Gross and his buddies began by diving off the Jersey Shore and other Atlantic beaches.

"We would find wrecks off the coast – there are more wrecks off of New Jersey, Massachusetts, Delaware, Maryland, and North Carolina than anywhere else," he said. Many times, they would refer to the book Graveyard of the Atlantic to research shipwrecks off the Outer Banks of North Carolina while diving to look for historical wrecks.

"We even found a sunken German U-85 submarine and crawled inside," he said. "There were still live torpedoes on it. The U.S. Navy had to demolish it."

In 1980, he and friends visited an ancient wreck of the HMS Feversham, a British pay ship bound for Quebec from New York that smashed in 1711 on the rocks off Nova Scotia.

"We started digging in the sand and rocks, and — boing — all of a sudden, coins start floating up. That was the start of it."

Gross was hooked on treasure hunting. He dove down to other wrecks off the shores of Nova Scotia's Cape Breton, including a French ship called Le Chameau bound for Quebec that went down in 1725. All aboard perished, and debris from the wreck was scattered over miles of beach.

"We were diving in cold water in dry suits. It's not pleasant. The wrecks are there for a reason. They don't sink in calm water."

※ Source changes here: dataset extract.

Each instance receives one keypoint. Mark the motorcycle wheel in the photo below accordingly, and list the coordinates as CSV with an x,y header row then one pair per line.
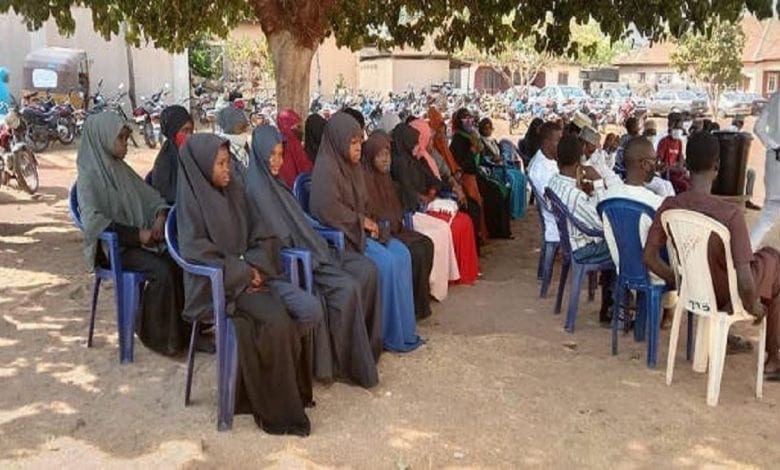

In 1999, Gross and his wife, Lenora, were at a picnic when another guest noticed some pens he'd made. The guest became his first customer, at $35. That started a side business out of his hobby. He wrote articles for magazines about buying parts for pen-making. "It snowballed," he said.

In 2012, Gross bought Arizona Silhouette, a small penmaking supply business that sells pen kits and supplies for the pen-turner, wood-turner, and woodworker, both professional and hobbyist. That includes pen kits; high-end pen kits; pen blanks; exotic wood pen blanks; pen-turning supplies; wood-turning tools including mini lathes; lathe accessories; wood-turning tools like chisels, gouges, and skews; and finishing supplies. "We pride ourselves," he said, "in offering top-notch customer service and pen-turning education."

Today, he teaches free seminars around the country (three-hour private sessions are $175). He also takes orders through his websites, BGArtforms.com and ArizonaSilhouette.com. His next seminar locally will take place Oct. 28 and 29 at the Mid-Atlantic Wood-Turning Symposium in Lancaster.

Gross' main love is converting his treasure – such as colonial-era coins called "pine tree shillings" and other silver and gold coins recovered from shipwrecks – into art.

"Now, I'm making pens out of the coins I found, or I melt down others and have molds made of them, then I make those into pens," he said. . "The coins all come from the Chameau and the Feversham."

This fall and winter, Gross plans to exhibit at New York City's Grand Central holiday market show, from Nov. 13 to Dec. 24 in Vanderbilt Hall.

"Only 40 vendors were selected from the entire country," he said.

Gross hopes to grow his businesses and pass them on to his son, Michael, and grandson, Colton.

For those who want to turn a hobby into a second career, he notes, "Everybody needs a pen. You can't write a phone number down with a dead smartphone. I've had people come up to me and say I've given them the tools to make a second income."